Troitsky dugout (Russian: Троицкий раскоп) is a long-running archaeological excavation in Veliky Novgorod, Russia. The site was first laid out in 1973 at the corner of today's Proletarskaya and Meretskov streets and took its name from the Church of the Trinity located 83 meters to the south; the spot was chosen amid planned landscaping for a nearby Victory monument. Fieldwork grew from an initial 320 m^{2} trench (Troitsky I) into adjacent areas (Troitsky II–V), with more than 1,140 m^{2} examined by the late 1970s.

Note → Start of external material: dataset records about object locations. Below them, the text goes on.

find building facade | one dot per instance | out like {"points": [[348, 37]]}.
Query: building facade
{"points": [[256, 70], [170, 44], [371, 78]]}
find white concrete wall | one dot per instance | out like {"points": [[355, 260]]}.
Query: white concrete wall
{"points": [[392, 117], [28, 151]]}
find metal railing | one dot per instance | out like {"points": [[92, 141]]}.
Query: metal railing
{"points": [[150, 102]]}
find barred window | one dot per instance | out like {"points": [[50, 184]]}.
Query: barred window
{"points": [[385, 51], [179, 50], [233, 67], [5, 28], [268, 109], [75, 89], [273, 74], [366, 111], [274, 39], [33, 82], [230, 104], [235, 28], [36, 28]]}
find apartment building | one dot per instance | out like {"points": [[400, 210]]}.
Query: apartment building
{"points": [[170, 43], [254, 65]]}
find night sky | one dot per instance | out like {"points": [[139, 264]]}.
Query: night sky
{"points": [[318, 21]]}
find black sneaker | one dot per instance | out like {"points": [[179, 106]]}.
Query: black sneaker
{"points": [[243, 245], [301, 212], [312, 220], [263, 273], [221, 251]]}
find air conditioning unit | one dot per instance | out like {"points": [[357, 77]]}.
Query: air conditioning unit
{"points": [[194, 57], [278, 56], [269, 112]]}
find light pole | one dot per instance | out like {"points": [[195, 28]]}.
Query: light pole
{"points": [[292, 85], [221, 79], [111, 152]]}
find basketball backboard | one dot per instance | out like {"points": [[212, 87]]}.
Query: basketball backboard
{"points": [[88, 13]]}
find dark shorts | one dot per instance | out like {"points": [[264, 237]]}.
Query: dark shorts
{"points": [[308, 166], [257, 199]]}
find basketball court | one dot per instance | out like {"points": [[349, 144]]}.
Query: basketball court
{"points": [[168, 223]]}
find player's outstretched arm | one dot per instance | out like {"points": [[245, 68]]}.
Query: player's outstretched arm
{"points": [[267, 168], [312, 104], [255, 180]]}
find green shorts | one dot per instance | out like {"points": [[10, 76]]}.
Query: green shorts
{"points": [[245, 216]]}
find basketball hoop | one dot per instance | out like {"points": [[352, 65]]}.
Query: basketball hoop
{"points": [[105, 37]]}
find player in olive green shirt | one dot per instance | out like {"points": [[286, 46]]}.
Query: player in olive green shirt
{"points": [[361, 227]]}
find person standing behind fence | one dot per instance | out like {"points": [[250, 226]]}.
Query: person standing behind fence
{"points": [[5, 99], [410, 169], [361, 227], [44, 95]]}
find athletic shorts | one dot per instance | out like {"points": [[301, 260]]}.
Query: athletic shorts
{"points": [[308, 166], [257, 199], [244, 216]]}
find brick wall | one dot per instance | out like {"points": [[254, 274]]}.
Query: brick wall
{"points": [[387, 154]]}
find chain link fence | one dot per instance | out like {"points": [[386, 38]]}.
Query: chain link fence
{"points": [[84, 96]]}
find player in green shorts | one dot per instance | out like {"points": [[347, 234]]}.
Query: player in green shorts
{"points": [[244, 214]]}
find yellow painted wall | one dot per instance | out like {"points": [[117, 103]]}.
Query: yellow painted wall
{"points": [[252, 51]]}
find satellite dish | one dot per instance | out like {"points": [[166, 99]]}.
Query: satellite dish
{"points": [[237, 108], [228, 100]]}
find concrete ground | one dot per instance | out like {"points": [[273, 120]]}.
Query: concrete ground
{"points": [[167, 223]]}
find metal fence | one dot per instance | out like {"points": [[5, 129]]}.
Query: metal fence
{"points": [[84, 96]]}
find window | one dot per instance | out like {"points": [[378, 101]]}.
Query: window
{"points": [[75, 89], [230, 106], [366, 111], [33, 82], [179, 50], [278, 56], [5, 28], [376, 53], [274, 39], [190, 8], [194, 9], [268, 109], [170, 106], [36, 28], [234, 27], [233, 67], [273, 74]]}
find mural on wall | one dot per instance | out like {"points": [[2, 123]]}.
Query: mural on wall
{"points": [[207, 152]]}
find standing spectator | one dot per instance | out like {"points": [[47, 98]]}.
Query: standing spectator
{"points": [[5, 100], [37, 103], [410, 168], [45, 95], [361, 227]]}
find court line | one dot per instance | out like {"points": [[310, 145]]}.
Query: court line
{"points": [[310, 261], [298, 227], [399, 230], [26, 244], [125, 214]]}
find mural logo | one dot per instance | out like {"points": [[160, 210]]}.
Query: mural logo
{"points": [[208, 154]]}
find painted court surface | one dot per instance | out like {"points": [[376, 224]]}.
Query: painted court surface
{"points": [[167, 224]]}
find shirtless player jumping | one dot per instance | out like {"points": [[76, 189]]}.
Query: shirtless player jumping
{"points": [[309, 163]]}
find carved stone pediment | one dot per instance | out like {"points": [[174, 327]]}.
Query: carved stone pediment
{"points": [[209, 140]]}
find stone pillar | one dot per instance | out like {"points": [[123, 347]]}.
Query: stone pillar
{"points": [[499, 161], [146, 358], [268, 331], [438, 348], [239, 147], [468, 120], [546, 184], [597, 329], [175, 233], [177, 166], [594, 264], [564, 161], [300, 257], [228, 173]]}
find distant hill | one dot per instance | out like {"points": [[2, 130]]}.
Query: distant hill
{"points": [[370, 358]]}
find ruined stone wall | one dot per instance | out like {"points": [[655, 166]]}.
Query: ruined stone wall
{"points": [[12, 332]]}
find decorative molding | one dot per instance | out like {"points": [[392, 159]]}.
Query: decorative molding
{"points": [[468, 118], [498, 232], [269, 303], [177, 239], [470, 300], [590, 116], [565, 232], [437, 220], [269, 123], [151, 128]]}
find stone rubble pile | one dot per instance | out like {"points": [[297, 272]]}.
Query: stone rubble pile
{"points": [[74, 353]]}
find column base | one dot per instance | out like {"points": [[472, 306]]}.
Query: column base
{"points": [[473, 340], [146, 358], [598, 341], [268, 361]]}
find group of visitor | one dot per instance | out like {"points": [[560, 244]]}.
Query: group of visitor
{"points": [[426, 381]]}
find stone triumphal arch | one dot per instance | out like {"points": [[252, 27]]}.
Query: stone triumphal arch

Excavations revealed deep urban cultural layers—some of the earliest dating to the 920s–930s—and multi-layered wooden street pavements, which together enabled construction of an absolute dendrochronological timescale for the area. Researchers mapped several medieval homesteads (Estates A, B, and V) and traced the alignments of ancient streets, including Proboynaya (roughly modern Proletarskaya) and the east–west Chernitsyna and Ryaditina. The team also documented heavy disturbances from 16th–17th-century fortification works near the Novinsky bastion and the Okolny Gorod riverside wall, which removed upper horizons and backfilled them with gravel and sand.

Multiple birch bark letters in Old Novgorodian dialect were found at the site.